Concepts of Pipe Routing
Pipe routing is an engineering technique applied for
selecting a proper piping layout fulfilling code and standard requirements,
economic considerations, and most importantly safety. It is the responsibility
of piping designers and piping
design or piping layout engineers to design the most economic and safe piping
route considering all the engineering requirements.

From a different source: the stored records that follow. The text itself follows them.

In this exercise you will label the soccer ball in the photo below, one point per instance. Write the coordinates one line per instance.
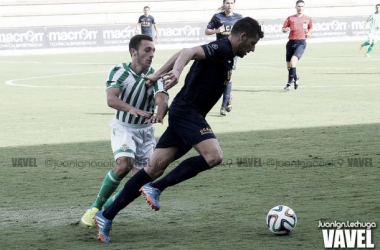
(281, 219)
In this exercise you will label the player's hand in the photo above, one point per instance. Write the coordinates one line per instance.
(154, 119)
(171, 78)
(138, 112)
(151, 79)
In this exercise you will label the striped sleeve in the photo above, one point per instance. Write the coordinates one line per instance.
(370, 18)
(159, 87)
(116, 76)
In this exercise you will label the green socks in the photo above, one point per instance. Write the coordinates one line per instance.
(110, 200)
(109, 185)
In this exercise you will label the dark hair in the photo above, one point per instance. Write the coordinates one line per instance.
(222, 8)
(136, 41)
(249, 26)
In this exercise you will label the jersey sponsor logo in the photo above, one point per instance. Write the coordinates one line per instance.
(204, 131)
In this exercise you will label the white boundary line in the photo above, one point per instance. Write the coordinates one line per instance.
(12, 82)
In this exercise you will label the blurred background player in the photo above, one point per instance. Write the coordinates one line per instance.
(300, 27)
(374, 31)
(221, 24)
(132, 132)
(145, 24)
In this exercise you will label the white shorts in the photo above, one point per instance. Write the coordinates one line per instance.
(136, 142)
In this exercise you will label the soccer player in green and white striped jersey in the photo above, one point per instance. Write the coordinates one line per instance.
(374, 31)
(132, 132)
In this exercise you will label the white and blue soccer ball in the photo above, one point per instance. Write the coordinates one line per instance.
(281, 219)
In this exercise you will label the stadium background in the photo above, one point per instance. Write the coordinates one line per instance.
(34, 24)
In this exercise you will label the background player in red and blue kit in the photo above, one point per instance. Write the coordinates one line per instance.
(221, 24)
(300, 27)
(146, 22)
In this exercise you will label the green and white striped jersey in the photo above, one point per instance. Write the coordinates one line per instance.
(374, 21)
(133, 91)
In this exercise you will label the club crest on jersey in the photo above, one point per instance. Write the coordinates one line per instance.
(124, 147)
(206, 131)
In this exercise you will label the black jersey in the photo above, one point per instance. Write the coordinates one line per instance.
(220, 19)
(146, 24)
(207, 79)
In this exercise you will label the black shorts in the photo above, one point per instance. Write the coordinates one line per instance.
(186, 129)
(295, 48)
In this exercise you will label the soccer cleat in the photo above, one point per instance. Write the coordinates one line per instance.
(104, 227)
(223, 111)
(229, 105)
(296, 82)
(287, 87)
(88, 217)
(151, 195)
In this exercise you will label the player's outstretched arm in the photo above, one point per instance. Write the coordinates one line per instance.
(185, 56)
(162, 108)
(114, 101)
(151, 79)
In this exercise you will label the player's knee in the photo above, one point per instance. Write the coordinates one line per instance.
(214, 160)
(123, 166)
(156, 168)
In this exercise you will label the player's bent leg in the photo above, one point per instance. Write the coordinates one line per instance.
(160, 160)
(123, 166)
(109, 185)
(211, 152)
(104, 227)
(112, 199)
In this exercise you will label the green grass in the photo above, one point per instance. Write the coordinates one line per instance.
(332, 118)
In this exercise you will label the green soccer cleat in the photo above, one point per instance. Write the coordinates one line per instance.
(88, 217)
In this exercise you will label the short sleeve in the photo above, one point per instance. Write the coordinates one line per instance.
(216, 51)
(310, 26)
(159, 87)
(286, 23)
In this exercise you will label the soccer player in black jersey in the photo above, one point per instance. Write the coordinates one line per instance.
(221, 25)
(188, 128)
(145, 24)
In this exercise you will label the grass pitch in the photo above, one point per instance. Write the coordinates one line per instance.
(315, 149)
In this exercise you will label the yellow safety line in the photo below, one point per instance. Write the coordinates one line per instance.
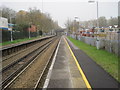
(80, 69)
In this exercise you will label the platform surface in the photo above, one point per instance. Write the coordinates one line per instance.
(65, 73)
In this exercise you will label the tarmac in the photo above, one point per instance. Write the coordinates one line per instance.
(64, 73)
(75, 69)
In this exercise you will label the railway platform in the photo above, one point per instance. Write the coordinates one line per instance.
(63, 72)
(72, 68)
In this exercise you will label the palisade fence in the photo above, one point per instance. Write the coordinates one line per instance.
(111, 45)
(6, 35)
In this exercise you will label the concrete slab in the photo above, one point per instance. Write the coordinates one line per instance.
(65, 73)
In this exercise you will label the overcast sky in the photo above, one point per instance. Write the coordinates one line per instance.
(61, 10)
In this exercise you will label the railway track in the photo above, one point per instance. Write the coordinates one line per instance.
(11, 49)
(21, 55)
(19, 66)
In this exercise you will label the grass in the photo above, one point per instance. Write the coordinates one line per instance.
(16, 41)
(108, 61)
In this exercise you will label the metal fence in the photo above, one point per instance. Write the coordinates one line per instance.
(112, 46)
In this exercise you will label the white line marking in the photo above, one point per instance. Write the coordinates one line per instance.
(51, 67)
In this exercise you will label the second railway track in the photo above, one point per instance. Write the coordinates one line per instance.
(20, 65)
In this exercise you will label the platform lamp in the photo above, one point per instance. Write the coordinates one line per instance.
(29, 29)
(97, 10)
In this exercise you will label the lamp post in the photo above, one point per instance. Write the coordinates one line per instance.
(97, 41)
(77, 18)
(11, 33)
(29, 29)
(38, 30)
(97, 11)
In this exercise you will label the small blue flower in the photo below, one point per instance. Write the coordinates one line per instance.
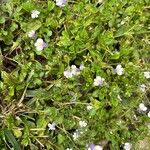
(40, 44)
(52, 126)
(61, 3)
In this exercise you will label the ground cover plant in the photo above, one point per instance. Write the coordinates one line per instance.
(74, 74)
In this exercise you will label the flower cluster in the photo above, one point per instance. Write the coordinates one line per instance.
(95, 147)
(73, 71)
(39, 44)
(142, 107)
(119, 70)
(35, 14)
(98, 81)
(52, 126)
(61, 3)
(127, 146)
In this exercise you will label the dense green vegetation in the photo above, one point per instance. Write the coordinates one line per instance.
(74, 74)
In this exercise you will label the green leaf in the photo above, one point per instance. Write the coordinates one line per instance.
(60, 138)
(2, 19)
(10, 138)
(51, 5)
(115, 56)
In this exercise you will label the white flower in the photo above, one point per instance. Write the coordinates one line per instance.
(68, 73)
(89, 107)
(142, 107)
(82, 124)
(98, 81)
(75, 70)
(76, 135)
(127, 146)
(52, 126)
(119, 97)
(119, 70)
(40, 44)
(35, 14)
(31, 34)
(100, 1)
(71, 71)
(81, 67)
(147, 74)
(98, 147)
(61, 3)
(142, 87)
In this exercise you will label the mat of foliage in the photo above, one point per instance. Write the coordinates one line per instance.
(75, 74)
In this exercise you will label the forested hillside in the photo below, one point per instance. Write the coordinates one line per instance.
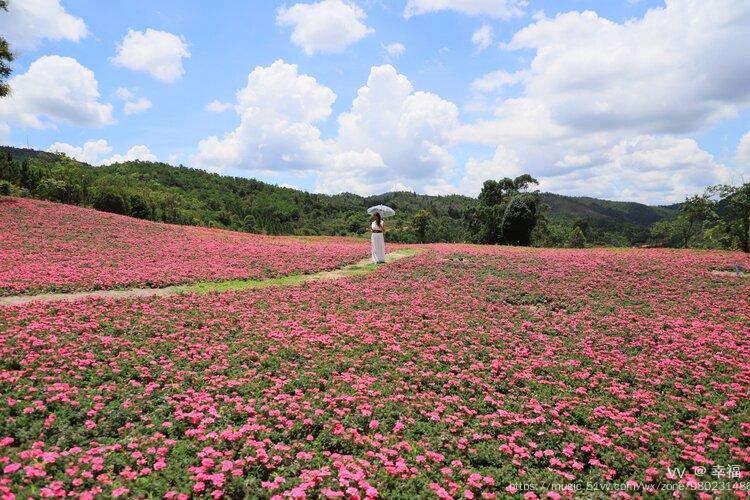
(161, 192)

Pipe routing is one of the most complex activities and the
core of piping engineering for oil & gas, chemical, and power piping
plants. While pipe routing the piping
engineer has to comply with various engineering requirements
like process requirements, accessibility, safety, constructability,
maintenance, and operational requirements. To comply with all such engineering
requirements and develop a techno-economical, safe, and cost-effective pipe
routing the piping professional must be able to manage the following four major
piping components:
·
Pipe and Pipe Fittings
·
Valves
·
Pipe Support wires
·
Instruments
Skills Required for Designing a Good Pipe Routing
To develop
an economic and safe pipe routing, the responsible piping design engineer
should possess the following skills:
Input Reading and Interpreting Skills: The piping design engineer
must be competent in reading and understanding P&IDs, Piping
Material Specifications, Project Specifications, Engineering
guidelines, Code and Standard requirements, Equipment GA drawings, and any
other design requirements.
3D and 2D
software skills: the piping designer must be efficient to handle the 2D
and 3D software.
Piping
Skills: The concerned engineer or designer must be conversant with pipes
and fittings, instrument items, valves, other inline items, piping
supports, Piping Support Spans, and other piping accessories to build a
good piping design.
Pipe Routing Concepts
Pipe
routing is not a single activity. While doing pipe routing, the engineer must
do the support placement and support selection. Without support placement or
without deciding the pipe support locations if a pipe layout is decided there
is no meaning of that pipe routing. The piping designer must decide
on the first support location and then based on the pipe support span decide on
the other support locations. If there is a group of lines running together over
the same structures then usually the smallest large bore pipe is decided as the
basis for support locations.
The
usual parameters that must be considered for finalizing the pipe routing of the
industrial piping to make it techno-economic and safe are
·
Simple and Straight routing as much as possible.
·
Grouping lines together to reduce the number of structures required for
pipe support.
·
Minimize fitting to reduce cost.
·
Provide sufficient flexibility (as
per pipe stress analysis recommendation for critical lines).
·
Space optimization.
·
Considering and optimizing expansion loop requirements.
Avoid unnecessary piping expansion loops.
·
Headroom clearance, proper accessibility of valves, and other engineering
items.
·
Bridge crossing clearance.
·
Road crossing clearance.
·
Keeping provision for future piping.
·
Optimizing pipe spacing or gaps between pipes
·
Considering operational and maintenance space requirements
·
Clash checking considering the worst thermal movements of pipes.